Part 2: What I Wish my Conversations With my Specialist Could be Like Now.
A few months ago I had an appointment with my Gastroenterologist (GI), where, among other things, I asked him what he thought about using marijuana as a treatment for Crohn’s disease. Marijuana has been legal in my state for a couple years now, so it wasn’t like I was just looking for a way to get high, I can do that legally if I want (though, for the record, I do not). It’s not about the high, it’s about the possible healing effects that I was interested in. (Which is why I eventually looked into CBD oil. You can check out my guest post on CBD here).
He immediately made me feel like an idiot for asking and poo-pooed the idea that marijuana can be helpful to people with Crohn’s disease. In fact, he stated that he had never seen any evidence that marijuana can help Crohn’s disease. Which was surprising since, even without doing any real research, I’d heard that people with Crohn’s disease were getting medical marijuana cards way before marijuana became legal in our state. If you’re interested, here’s an article from Everyday Health that discusses medical marijuana for treating Crohn’s disease.

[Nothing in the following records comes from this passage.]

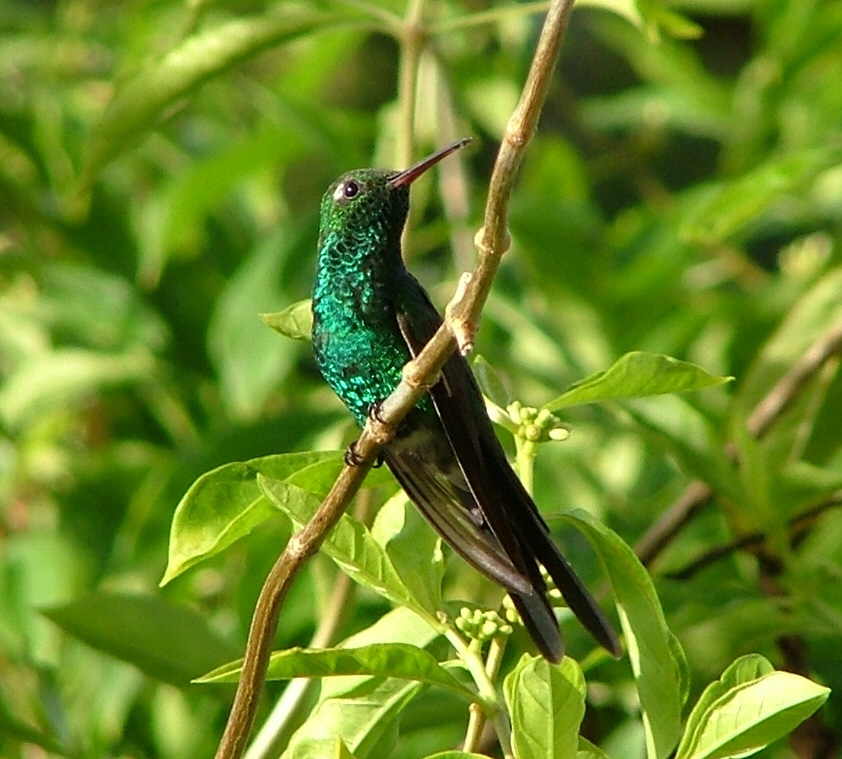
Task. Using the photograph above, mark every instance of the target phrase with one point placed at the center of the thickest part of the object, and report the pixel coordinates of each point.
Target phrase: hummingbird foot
(462, 329)
(353, 458)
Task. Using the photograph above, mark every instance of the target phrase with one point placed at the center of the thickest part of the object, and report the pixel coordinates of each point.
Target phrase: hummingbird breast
(356, 340)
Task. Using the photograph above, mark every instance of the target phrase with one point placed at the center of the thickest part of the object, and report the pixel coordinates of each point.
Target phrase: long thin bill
(407, 176)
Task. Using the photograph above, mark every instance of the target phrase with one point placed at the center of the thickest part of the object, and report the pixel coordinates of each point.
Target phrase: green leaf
(723, 210)
(546, 704)
(166, 641)
(637, 375)
(249, 359)
(587, 750)
(748, 708)
(656, 656)
(226, 504)
(413, 548)
(351, 545)
(295, 321)
(364, 710)
(366, 719)
(141, 101)
(399, 660)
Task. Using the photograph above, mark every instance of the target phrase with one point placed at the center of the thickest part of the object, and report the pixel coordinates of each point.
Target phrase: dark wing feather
(449, 510)
(502, 500)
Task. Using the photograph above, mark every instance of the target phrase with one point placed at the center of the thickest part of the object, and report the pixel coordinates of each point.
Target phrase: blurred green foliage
(161, 165)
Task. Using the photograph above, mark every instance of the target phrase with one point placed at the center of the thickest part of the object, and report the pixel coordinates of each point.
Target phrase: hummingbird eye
(347, 190)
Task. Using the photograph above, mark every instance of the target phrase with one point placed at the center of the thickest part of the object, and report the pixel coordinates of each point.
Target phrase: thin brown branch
(765, 414)
(418, 375)
(798, 526)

What I Wish My Doctor Had Said to Me
I’m sure he didn’t mean to make me feel like an idiot and frankly, I allowed him to make me feel that way. However, this situation could have been handled so very differently. Even if his preconceptions about marijuana weren’t obviously bad, what I wish he’d done is; 1. Ask me a few follow-up questions about my motivations for wanting to look into marijuana as a treatment for Crohn’s disease. 2. Offer to look into it for me. 3. Actually look into it and get back to me. 4. Refer me to another specialist or doctor who might have genuine information about it. Anything other than complete dismissal would have been nice.
Where Do We Go From Here?
This is just one example of how I wish conversations with my specialist could be better. The above suggestions to improve the conversation, however, can be applied to just about any doctor-patient conversation. I am constantly trying to find other therapies that might work to help heal my gut. I’m sure I’m not the only patient who seeks answers to their questions about their own illness. So I’m probably not the only patient who brings seemingly unusual ideas up to their doctors!
As I stated in Part 1, my hope is that these articles, if read by doctors, are taken as suggestions for having productive conversations with their patients. These types of conversations can lead to really great doctor-patient relationships, which I certainly hope is what all doctors want!